The city is embarking on a smart water pilot that is breaking new ground in the way data is collected and analysed in near real-time. At its core, it will help identify and enable ways for the people of Townsville to drive water conservation by empowering residents with smart technology to assist with positive behavioural change. 

Why does a city located in the tropics need to worry about water consumption, given the incredible deluges we experience during our wet season?  Like many towns or cities located in the tropics, Townsville has two very extreme seasons – wet and dry. So when it’s wet, it is really wet; and when it’s dry, there is not a drop of moisture for months on end.  And it is always hot!

The people of Townsville love their gardens and carefully tend these to help make Townsville a better looking place. But Townsville has a growing population and with its seasonally dry climate, almost 70 per cent of the average household water consumption is currently used on lawns and gardens – which means they have a per household volume that is around three times higher than other major Australian cities. Not only that, but the infrastructure that supports the flow of water around the city and down from the Ross River dam is aging.

By using IBM’s Big Data expertise for the pilot project, Townsville City Council is able to deliver near real-time information about daily water usage from digital water meters to the Council and residents via a web portal.  But delivering information on how much water a household is using is not enough to positively change behaviour.  Where the really ‘smart’ aspects come from are via the analytics that IBM has developed.

The web portal provides personalised and actionable insights so households can better understand their water consumption patterns and even be alerted to potential anomalies to help identify leaks. It also encourages some friendly competition amongst the pilot community by comparing and contrasting usage with other participating households. A future application even includes the option of participants receiving a mobile phone text message stating predicted rain conditions, allowing residents to change their water usage behaviours accordingly.

Such data-driven innovation can demonstrate the potential for significant water consumption reductions across the city, delivering environmental benefits.

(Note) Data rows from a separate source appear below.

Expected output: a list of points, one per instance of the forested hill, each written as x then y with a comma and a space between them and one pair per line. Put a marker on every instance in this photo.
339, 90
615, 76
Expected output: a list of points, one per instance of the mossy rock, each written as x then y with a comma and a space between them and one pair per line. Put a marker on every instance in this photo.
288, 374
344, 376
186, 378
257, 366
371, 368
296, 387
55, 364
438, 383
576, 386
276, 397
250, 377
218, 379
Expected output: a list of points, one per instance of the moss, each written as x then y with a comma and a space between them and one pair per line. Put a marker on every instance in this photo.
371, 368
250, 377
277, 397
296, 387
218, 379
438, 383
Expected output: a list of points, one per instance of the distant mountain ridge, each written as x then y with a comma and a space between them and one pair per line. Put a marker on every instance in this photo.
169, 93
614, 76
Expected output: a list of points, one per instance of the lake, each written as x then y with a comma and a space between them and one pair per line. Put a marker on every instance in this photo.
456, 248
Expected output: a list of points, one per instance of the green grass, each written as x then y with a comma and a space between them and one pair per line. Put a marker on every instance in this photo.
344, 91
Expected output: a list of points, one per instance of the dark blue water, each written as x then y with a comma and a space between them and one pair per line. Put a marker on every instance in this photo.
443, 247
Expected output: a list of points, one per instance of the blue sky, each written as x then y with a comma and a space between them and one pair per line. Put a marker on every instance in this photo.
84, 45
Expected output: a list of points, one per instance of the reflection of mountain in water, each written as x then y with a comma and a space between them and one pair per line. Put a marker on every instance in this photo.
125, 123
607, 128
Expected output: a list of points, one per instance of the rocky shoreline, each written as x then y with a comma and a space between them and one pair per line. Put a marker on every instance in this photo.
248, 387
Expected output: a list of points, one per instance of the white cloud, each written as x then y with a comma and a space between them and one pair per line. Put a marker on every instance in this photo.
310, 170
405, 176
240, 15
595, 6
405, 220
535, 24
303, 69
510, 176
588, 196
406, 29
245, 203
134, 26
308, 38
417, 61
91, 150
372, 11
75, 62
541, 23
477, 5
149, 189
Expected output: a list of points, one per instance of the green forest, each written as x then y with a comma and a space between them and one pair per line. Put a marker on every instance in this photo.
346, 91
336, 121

This in turn can lead to flow-on savings for the Council through reduced water treatment costs and deferral of capital investment

A smarter West-side story

Another regional government not prepared to rely on intuition is the City of Greater Geraldton.

Geraldton on the country’s West Coast is projected to grow rapidly over the next decade, with more than $27 billion of planned investments for the region. Alongside this enormous potential, Geraldton faces significant challenges including internet access, rising energy costs and energy capacity concerns. If these challenges are met, it is anticipated that Geraldton has the potential to become an entrepreneurial hot spot with a global presence. At the same time there is a desire amongst the Geraldton community to preserve the quality of life associated with this regional community.

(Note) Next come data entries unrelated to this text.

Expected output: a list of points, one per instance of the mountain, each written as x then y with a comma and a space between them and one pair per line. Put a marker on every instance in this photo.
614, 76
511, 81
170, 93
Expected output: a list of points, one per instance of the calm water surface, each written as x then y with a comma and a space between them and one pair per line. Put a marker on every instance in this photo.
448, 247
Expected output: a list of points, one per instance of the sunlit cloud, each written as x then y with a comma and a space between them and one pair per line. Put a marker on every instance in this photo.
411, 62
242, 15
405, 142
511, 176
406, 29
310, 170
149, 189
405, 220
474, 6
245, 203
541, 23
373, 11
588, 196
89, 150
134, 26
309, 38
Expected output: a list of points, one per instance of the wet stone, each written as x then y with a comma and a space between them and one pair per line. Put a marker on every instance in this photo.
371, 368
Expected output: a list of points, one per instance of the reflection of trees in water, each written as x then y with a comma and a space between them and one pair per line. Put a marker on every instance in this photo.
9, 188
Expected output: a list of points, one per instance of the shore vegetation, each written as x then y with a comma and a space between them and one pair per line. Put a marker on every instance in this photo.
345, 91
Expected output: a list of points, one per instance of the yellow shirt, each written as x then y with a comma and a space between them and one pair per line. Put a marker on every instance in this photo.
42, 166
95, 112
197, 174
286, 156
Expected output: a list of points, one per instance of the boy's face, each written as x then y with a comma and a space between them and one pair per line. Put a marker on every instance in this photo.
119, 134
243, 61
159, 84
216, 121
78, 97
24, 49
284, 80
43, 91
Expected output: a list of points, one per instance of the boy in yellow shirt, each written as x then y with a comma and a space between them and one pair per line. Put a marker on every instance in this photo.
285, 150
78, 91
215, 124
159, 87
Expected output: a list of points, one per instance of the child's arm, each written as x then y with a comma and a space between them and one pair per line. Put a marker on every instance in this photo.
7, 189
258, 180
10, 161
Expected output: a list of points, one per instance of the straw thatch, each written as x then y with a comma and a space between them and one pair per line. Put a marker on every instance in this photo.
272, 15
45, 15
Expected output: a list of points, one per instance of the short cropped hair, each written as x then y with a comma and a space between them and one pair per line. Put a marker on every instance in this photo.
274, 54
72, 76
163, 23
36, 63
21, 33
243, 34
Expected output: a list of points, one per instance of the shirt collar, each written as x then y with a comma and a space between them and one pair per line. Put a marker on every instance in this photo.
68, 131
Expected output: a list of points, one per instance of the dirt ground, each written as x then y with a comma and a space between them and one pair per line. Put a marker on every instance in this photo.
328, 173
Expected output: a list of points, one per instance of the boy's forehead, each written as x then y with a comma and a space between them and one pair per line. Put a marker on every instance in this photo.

Like Townsville, the city worked with IBM initially as a grant recipient of our Smarter Cities Challenge.  The city is now working towards realising its carbon-neutral strategy by adopting a range of smart energy and smart data solutions.

Urban life is becoming the dominant way in which most humans live and work. This is great news in many respects, since city residents tend to use energy, water, transportation, healthcare and other resources more efficiently than those in the suburbs or rural areas. By this measure, one might say that urbanisation is an important step to guaranteeing a more sustainable future for humanity.

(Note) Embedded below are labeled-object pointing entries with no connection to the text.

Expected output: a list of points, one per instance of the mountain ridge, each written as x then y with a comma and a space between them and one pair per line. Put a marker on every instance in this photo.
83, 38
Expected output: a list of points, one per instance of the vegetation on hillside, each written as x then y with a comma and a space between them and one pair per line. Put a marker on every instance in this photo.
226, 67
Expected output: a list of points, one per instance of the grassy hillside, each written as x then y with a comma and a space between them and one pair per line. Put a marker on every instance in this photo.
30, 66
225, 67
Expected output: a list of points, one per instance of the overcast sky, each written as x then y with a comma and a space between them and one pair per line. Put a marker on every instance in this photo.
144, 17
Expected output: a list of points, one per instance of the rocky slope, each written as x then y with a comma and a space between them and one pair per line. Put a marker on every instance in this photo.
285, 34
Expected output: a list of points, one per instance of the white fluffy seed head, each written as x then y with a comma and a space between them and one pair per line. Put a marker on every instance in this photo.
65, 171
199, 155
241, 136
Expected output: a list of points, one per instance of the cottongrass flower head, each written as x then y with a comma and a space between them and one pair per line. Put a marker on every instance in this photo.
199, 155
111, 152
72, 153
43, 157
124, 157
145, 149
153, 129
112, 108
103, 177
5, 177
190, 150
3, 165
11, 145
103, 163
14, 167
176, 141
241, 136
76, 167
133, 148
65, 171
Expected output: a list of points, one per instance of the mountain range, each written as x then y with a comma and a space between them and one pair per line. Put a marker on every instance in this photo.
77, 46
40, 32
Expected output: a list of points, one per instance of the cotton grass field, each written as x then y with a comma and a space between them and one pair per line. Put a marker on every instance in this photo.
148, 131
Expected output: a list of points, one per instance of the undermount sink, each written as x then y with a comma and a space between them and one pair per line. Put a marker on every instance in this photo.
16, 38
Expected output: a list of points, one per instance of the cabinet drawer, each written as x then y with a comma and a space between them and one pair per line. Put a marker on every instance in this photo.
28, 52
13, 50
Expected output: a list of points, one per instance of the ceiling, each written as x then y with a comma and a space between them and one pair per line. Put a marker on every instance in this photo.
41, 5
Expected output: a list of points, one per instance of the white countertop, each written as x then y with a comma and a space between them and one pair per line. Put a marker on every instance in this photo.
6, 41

More than ever, though, this vision depends on cities that work more efficiently, and respond more adaptively to the needs of their growing populations. For the first time in millennia of urban evolution, digital technology is proving to offer a virtual fix for many of the real world problems cities are facing. By making cities better equipped and interconnected, they can operate more intelligently. For businesses, residents, and officials alike, a smarter city promises a better quality of urban life.

Catherine Caruana-McManus is Smarter Planet and Smarter Cities Executive at IBM.